Entre as minhas leituras mais recentes devorei a também recente obra de Saramago, intitulada “As intermitências da morte”. Encantado, uma vez mais, com a exuberante criatividade desse Nobel português, li o livro quase que de um fôlego só, com a mente aguçada e um permanente sorriso nos lábios. A chave da história é um fenômeno biológico absolutamente impossível de acontecer: de um dia para outro, em um país imaginário, as pessoas simplesmente deixam de morrer. No entanto, as situações geradas por esse monsense levado ao extremo fazem todas sentido. Os problemas de relacionamento e comportamento – ainda que submetidos à lógica do absurdo – não deixam que as instituições sociais desistam de defender seus tradicionais interesses.

      Sob nenhum aspecto, no entanto, a engenhosa trama deste livro permitiria que ele fosse enquadrado na ficção científica. É pura literatura, isto sim, e das melhores, negando a opinião corrente de que todas as obras construídas em torno de situações inverossímeis pertençam ao gênero. Falar nisso, creio que nenhum autor desse filão – a ficção científica –, que foi sucesso editorial entre as últimas décadas do século 19 e as primeiras do século 20, teve a genialidade de imaginar o que de fato aconteceu durante a segunda metade do século 20. Estou me referindo à informática, que eclodiu como num passe de mágica e aumenta constantemente seus poderes com uma velocidade astronômica. O que aconteceu, basicamente, é que a memória eletrônica multiplicou por um número infinito de vezes a capacidade de retenção de dados da memória humana, escravizando o poder intelectual de todos nós, pobres mortais.

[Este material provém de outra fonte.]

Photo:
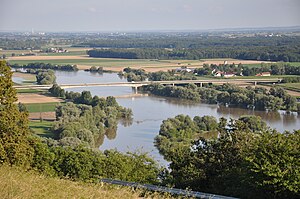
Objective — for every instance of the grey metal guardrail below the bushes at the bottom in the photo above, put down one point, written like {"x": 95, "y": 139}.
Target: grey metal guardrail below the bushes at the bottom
{"x": 174, "y": 191}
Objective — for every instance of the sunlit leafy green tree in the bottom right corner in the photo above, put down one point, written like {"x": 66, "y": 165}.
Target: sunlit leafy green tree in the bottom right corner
{"x": 273, "y": 164}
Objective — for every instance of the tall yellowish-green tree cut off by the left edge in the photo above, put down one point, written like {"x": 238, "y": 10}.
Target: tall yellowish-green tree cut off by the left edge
{"x": 14, "y": 131}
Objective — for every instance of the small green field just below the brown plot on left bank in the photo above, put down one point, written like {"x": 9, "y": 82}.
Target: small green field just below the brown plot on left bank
{"x": 42, "y": 128}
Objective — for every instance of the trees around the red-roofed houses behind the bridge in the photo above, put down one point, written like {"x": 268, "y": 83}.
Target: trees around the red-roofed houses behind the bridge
{"x": 208, "y": 70}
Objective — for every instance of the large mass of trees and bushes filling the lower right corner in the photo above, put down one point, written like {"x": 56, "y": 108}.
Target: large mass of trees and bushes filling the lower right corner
{"x": 244, "y": 158}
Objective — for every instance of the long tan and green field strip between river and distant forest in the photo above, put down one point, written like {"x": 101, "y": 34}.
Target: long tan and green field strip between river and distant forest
{"x": 85, "y": 62}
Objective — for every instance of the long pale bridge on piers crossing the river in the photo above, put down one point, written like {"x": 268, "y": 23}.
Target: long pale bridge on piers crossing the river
{"x": 173, "y": 83}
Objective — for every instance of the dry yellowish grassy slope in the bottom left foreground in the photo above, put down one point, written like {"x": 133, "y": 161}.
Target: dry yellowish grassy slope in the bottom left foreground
{"x": 15, "y": 183}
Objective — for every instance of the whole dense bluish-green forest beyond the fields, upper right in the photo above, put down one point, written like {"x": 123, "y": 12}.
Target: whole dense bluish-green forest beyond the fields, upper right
{"x": 249, "y": 48}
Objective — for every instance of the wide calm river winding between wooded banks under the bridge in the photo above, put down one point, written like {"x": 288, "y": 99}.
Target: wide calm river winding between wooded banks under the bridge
{"x": 150, "y": 111}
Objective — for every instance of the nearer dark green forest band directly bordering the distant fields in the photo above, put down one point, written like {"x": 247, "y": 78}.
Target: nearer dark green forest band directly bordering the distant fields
{"x": 260, "y": 54}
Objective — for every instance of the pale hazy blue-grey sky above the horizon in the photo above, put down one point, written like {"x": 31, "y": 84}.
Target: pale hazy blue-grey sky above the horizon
{"x": 130, "y": 15}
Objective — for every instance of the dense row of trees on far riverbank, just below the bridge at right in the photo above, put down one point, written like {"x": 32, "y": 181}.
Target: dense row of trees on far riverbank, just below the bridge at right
{"x": 229, "y": 95}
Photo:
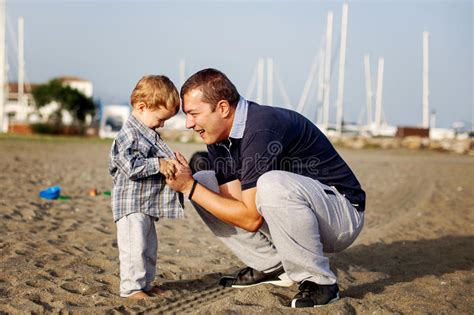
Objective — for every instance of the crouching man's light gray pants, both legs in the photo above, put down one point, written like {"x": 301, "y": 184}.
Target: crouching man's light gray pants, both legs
{"x": 302, "y": 221}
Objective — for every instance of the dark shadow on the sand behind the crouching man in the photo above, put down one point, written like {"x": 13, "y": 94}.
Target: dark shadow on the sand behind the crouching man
{"x": 404, "y": 261}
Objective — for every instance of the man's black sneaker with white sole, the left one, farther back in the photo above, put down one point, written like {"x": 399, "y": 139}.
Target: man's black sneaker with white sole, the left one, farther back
{"x": 249, "y": 277}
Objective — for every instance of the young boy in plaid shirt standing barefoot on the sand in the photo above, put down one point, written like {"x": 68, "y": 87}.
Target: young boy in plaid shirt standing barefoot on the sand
{"x": 140, "y": 195}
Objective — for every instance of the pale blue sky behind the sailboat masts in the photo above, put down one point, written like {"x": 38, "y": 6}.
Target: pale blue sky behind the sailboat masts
{"x": 114, "y": 43}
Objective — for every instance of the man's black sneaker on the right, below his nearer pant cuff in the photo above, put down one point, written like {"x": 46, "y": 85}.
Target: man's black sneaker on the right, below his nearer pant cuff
{"x": 313, "y": 295}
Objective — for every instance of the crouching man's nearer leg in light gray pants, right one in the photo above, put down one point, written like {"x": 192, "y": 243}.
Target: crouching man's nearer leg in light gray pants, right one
{"x": 306, "y": 217}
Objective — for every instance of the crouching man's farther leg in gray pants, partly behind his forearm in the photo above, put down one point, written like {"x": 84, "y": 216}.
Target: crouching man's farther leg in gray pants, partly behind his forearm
{"x": 256, "y": 250}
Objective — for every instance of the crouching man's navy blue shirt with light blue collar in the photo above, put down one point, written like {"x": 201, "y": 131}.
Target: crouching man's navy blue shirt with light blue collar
{"x": 267, "y": 138}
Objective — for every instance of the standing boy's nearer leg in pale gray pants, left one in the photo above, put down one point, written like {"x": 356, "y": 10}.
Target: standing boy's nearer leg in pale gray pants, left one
{"x": 132, "y": 237}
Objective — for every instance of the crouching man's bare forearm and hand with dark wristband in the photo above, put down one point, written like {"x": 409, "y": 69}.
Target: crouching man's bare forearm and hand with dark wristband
{"x": 232, "y": 205}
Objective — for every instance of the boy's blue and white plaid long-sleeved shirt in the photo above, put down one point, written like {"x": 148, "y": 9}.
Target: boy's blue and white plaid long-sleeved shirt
{"x": 135, "y": 169}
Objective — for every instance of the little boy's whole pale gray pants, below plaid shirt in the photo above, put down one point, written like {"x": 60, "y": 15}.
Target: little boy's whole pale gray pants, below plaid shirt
{"x": 137, "y": 244}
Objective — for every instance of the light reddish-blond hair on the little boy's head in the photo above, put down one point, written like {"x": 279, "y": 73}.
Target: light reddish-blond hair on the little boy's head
{"x": 155, "y": 91}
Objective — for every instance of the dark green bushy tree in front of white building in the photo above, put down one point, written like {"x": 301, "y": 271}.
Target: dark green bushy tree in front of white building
{"x": 69, "y": 99}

      Daí, parece-me incomensurável, pelo efeito em cadeia, a quantidade crescente de benefícios que ela já trouxe e mais trará à vida prática. Mas, por outro lado, temo que esse espantoso poder de armazenar e computar tudo quanto já foi produzido pela inteligência humana iniba progressivamente a sublime emoção de criar e fruir das idéias que acabam de nascer ao longo do insignificante trajeto de nossas vidas. A impressão que eu tenho é que tudo o que está guardado na memória eletrônica que abraça informações acumuladas durante milênios, as esvazie cada vez mais do seu conteúdo emocional, tornando-as meras referências culturais. Parece-me, porém, que não é isso o que pensam as novas gerações. Conversando com a moçada que chegou à idade da razão  e está manejando com a maior desenvoltura os meios de informação e reprodução eletrônicos, acho que estou me conscientizando que, na verdade, vai acontecer o contrário. Isto é, o mundo inteiro, usuário da memória eletrônica, deverá considerar que a reprodução de uma obra de artes plásticas com o registro dos principais dados a seu respeito, assim como o resumo de uma obra literária devidamente comentada, captadas na internet, dispensarão a trabalhosa tarefa de conhece-las “ao vivo”. Os “originais”continuarão sendo guardados em museus e bibliotecas, assumindo o papel de meras mas legítimas referências. Ninguém mais terá que se dar ao trabalho de freqüentar os ambientes onde estão guardadas e se encantar com elas. Ambientes que muitas vezes cheiram a mofo.

      Agora, para encerrar essa especulação, vou pedir licença a Saramago para cometer uma espécie de plágio. Ao invés de imaginar uma vida de pessoas que nunca acaba, vou supor uma eventualidade absurda: um apagão da memória eletrônica, o sumiço de tudo quanto está gravado nela e uma incapacidade de reter novas informações, de qualquer gênero, durante um tempo indeterminado. Deixo ao leitor o encargo de fantasiar acerca do caos que invadiria nossas vidas.